The power of III

Summum ius summa iniuria--More law, less justice
--Cicero.

05 April 2011

Embracing the wingnut

First, a digression:

Many regular readers of this blog know me by now;  I am the kind of guy that judges a person by their character, and I try to make an effort to get beyond the superficial when I meet someone new.  Why do I go out of my way to say this?  Because some strays to this blog may think:  Uh-oh, confederate lover, must be a slavery longing racist closet KKK kinda guy.  

Uh, not really.  If you only knew me...

When I teach my kids about bad words (I mean unacceptable language, swearing, etc.), whether it is in response to something we saw on TV, or what another kid said in school, I don't shy away from actually saying the word.  I say the word out loud (usually making the kid cringe, and say "ooooh, dad, you said a bad word") when I teach about what they mean and why we don't use them.
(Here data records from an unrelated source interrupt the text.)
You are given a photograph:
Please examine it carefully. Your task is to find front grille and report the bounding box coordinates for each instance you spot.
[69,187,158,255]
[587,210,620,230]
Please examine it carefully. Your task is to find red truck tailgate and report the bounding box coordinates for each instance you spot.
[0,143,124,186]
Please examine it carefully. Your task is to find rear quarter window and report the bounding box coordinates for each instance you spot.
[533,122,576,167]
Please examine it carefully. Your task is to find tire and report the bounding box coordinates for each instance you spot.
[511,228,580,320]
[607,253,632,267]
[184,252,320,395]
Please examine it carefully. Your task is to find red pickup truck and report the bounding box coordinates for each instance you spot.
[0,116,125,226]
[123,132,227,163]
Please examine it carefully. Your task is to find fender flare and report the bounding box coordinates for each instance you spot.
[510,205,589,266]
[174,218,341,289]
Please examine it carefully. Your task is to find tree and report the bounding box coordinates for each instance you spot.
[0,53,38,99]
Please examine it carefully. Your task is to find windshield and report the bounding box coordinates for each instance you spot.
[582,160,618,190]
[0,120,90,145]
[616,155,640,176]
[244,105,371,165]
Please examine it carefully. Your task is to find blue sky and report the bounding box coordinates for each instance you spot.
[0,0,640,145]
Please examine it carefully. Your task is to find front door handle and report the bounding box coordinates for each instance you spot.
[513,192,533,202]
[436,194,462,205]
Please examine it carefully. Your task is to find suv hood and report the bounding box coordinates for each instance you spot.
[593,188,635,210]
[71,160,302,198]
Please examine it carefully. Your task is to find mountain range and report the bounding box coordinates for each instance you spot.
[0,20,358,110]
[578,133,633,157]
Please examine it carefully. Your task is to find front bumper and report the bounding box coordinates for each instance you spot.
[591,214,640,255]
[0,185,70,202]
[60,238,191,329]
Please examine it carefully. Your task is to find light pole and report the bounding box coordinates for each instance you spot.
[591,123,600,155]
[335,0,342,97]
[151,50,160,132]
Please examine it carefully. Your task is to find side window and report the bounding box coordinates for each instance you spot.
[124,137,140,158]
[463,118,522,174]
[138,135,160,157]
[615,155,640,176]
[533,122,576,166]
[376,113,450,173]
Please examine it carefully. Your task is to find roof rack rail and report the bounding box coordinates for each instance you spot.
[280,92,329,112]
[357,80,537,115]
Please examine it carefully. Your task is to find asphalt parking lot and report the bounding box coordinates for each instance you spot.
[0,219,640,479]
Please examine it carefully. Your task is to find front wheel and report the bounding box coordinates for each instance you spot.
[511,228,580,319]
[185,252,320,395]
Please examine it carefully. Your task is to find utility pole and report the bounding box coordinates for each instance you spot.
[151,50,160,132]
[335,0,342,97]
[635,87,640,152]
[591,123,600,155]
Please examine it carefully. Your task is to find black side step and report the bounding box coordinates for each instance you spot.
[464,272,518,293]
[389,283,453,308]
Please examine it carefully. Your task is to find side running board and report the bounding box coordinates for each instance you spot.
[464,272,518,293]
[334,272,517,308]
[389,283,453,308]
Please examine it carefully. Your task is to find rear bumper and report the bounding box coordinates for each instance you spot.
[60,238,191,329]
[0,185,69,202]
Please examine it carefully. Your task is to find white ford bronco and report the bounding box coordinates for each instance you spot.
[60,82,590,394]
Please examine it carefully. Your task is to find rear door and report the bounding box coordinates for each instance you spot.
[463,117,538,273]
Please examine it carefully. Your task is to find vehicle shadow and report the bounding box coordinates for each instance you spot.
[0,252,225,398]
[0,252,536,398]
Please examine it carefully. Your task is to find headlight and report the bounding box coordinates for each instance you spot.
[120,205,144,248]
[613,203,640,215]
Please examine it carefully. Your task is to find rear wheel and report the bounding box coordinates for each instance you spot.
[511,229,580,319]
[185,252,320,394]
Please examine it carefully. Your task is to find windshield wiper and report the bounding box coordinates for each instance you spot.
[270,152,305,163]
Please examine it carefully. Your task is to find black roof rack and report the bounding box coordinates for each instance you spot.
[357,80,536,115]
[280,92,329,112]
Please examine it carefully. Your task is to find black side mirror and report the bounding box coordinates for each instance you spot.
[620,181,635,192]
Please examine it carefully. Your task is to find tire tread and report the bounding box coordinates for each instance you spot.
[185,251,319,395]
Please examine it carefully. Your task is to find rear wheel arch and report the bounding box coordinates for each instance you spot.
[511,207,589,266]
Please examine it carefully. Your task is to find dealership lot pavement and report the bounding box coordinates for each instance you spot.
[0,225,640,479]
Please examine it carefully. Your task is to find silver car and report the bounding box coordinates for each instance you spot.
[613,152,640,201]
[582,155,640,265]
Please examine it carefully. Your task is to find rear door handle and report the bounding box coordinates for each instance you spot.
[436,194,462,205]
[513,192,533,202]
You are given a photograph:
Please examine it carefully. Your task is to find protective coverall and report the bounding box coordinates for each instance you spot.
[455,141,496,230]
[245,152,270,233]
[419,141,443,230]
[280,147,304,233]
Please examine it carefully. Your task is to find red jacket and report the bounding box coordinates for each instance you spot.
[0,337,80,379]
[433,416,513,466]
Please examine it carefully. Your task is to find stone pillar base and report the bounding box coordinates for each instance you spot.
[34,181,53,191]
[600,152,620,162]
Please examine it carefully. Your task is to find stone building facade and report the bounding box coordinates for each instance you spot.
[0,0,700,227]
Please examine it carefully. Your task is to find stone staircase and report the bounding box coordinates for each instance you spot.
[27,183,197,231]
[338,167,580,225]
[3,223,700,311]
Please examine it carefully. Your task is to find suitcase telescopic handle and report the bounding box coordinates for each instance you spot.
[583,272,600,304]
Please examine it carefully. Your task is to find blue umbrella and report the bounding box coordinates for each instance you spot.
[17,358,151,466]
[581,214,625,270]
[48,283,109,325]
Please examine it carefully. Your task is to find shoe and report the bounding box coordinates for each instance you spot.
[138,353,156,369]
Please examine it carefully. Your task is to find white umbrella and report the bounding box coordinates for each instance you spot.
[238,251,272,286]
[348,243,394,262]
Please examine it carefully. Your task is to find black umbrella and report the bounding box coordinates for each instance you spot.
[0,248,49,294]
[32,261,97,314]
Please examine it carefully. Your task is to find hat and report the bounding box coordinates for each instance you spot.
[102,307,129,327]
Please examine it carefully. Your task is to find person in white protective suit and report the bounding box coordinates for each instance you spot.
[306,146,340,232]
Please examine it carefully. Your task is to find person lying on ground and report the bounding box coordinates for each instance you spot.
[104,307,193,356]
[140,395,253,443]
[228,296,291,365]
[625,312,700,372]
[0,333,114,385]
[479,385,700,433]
I don't believe in shying away from reality when I try to teach my kids about anything.  They get the bad words, the descriptions of bad things in history, gore and all, so that they understand what they are up against.  For some reason, some people, like my wife, think that if you don't talk about a subject in front of a child, they won't be tainted by it, or they will have a much happier childhood, or something like that.  Nice sentiment, but my job as a father is to prepare my kids for taking care of themselves, not to keep them anesthetized.  That means allowing them to hear about reality from me before it hits them in the face.

A second digression:

I loathe politically correct speech.  I am a product of my culture, which was conservative and anglophilic.  I grew up in the seventies, and went to college in the eighties.  When I hear someone pushing PC language, or making a point of correcting someone else, it sets off my inner resistance to external force.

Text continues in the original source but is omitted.